Pharmacological Inhibition of mTOR Kinase Reverses Right Ventricle Remodeling and Improves Right Ventricle Structure and Function in Rats

Abstract

Pulmonary arterial hypertension (PAH) is characterized by pulmonary vascular remodeling, increased pulmonary artery (PA) pressure, right-heart afterload and death. Mechanistic target of rapamycin (mTOR) promotes smooth muscle cell proliferation, survival, and pulmonary vascular remodeling via two functionally distinct mTOR complexes (mTORCs)-1 (supports cell growth) and -2 (promotes cell survival), and dual mTORC1/mTORC2 inhibition selectively induces pulmonary arterial hypertension PA vascular smooth muscle cell apoptosis and reverses pulmonary vascular remodeling. The consequences of mTOR inhibition on right ventricle (RV) morphology and function are not known. Using SU5416/hypoxia rat model of pulmonary hypertension (PH), we report that, in contrast to activation of both mTORC1 and mTORC2 pathways in small remodeled PAs, RV tissues had predominant up-regulation of mTORC1 signaling accompanied by cardiomyocyte and RV hypertrophy, increased RV wall thickness, RV/left ventricle end-diastolic area ratio, RV contractility and afterload (arterial elastance), and shorter RV acceleration time compared with controls. Treatment with mTOR kinase inhibitor, PP242, at Weeks 6-8 after PH induction suppressed both mTORC1 and mTORC2 in small PAs, but only mTORC1 signaling in RV, preserving basal mTORC2-Akt levels. Vehicle-treated rats showed further PH and RV worsening and profound RV fibrosis. PP242 reversed pulmonary vascular remodeling and prevented neointimal occlusion of small PAs, significantly reduced PA pressure and pulmonary vascular resistance, reversed cardiomyocyte hypertrophy and RV remodeling, improved max RV contractility, arterial elastance, and RV acceleration time, and prevented development of RV fibrosis. Collectively, these data show a predominant role of mTORC1 versus mTORC2 in RV pathology, and suggest potential attractiveness of mTOR inhibition to simultaneously target pulmonary vascular remodeling and RV dysfunction in established PH.

Keywords: mechanistic target of rapamycin complex 1; mechanistic target of rapamycin complex 2; mechanistic target of rapamycin kinase inhibitor; pulmonary hypertension; right ventricle.

Figure 1.

Pulmonary artery (PA) vascular smooth muscle cell–specific mechanistic target of rapamycin (mTOR) complex (mTORC) 1–S6 and mTORC2–Akt activation, pulmonary vascular remodeling, and pulmonary hypertension (PH) in SU5416/hypoxia (SuHx)–exposed rats. (A and B) Immunohistochemical analysis of lung tissues from male Sprague-Dawley rats with SuHx-induced PH (5 wk after induction) and age-matched controls to detect P-S6 (red, A), P-Akt (red, B), smooth muscle actin (SMA; green) and 4′,6-diamidino-2-phenylindole (DAPI; blue).
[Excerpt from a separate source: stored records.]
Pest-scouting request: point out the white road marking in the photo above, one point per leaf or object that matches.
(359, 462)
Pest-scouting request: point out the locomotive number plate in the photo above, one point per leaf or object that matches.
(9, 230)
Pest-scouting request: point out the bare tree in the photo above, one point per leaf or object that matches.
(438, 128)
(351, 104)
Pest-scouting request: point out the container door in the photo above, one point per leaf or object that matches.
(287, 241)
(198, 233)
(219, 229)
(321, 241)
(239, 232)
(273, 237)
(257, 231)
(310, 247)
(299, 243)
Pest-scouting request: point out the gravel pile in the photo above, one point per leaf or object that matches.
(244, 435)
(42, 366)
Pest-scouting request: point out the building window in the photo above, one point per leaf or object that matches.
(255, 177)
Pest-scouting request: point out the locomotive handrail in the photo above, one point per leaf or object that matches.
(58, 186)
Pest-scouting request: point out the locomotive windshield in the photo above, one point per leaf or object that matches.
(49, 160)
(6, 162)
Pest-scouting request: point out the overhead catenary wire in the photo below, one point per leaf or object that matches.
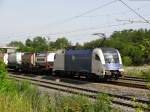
(134, 11)
(87, 12)
(87, 29)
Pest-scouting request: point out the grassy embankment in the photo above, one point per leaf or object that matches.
(24, 97)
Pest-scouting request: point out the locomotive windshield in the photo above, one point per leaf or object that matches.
(110, 55)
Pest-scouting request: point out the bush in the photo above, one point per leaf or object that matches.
(127, 61)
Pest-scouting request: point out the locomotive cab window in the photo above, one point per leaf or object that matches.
(97, 57)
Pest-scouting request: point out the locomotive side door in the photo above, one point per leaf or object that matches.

Yellow: SMA (green) and P-S6 (red) or P-Akt (red, B) overlap. Images are representative of 3 animals per condition, minimum of 10 vessels per animal. Scale bars: 50 μm. (C and D) PA medial thickness (PA MT) analysis of rats with SuHx-induced PH (5 wk after PH induction) and age-matched controls. Representative images of hematoxylin and eosin (H&E)–stained PAs (C) and PA MT analysis (D). Scale bar: 50 μm; n = 5–6 animals/group; minimum of 10 PAs/animal. Data are means ± SE; *P < 0.01. (E–G) Right ventricular (RV) systolic pressure (sRVP) (E), mean pulmonary arterial pressure (mPAP) (F), and pulmonary vascular resistance (PVR) (G) of rats with SuHx-induced PH (5 wk after induction) and age-matched controls. Data are means ± SE; n = 5–6 animals/group; *P < 0.01, **P < 0.05. Contr, control; P-S6, phospho-S6.

Figure 2.

Predominant up-regulation of mTORC1 signaling in RV from rats with SuHx-induced PH. (A) Immunoblot analysis of RV tissues from rats with SuHx-induced PH (5 wk after induction) and age-matched controls to detect indicated proteins. (B–E) Data represent fold change in Phospho:total protein ratio to control. Data are means ± SE; n = 5 rats/group; *P < 0.01. 4EBP1, eucaryotic initiation factor 4E-binding protein 1; n/s, nonsignificant; P-4EBP-1, phospho-4EBP1; P-S473Akt, phospho-serine 473 Akt; P-SGK1, phospho SGK1; SGK1, serum and glucocorticoid-regulated kinase.

Figure 3.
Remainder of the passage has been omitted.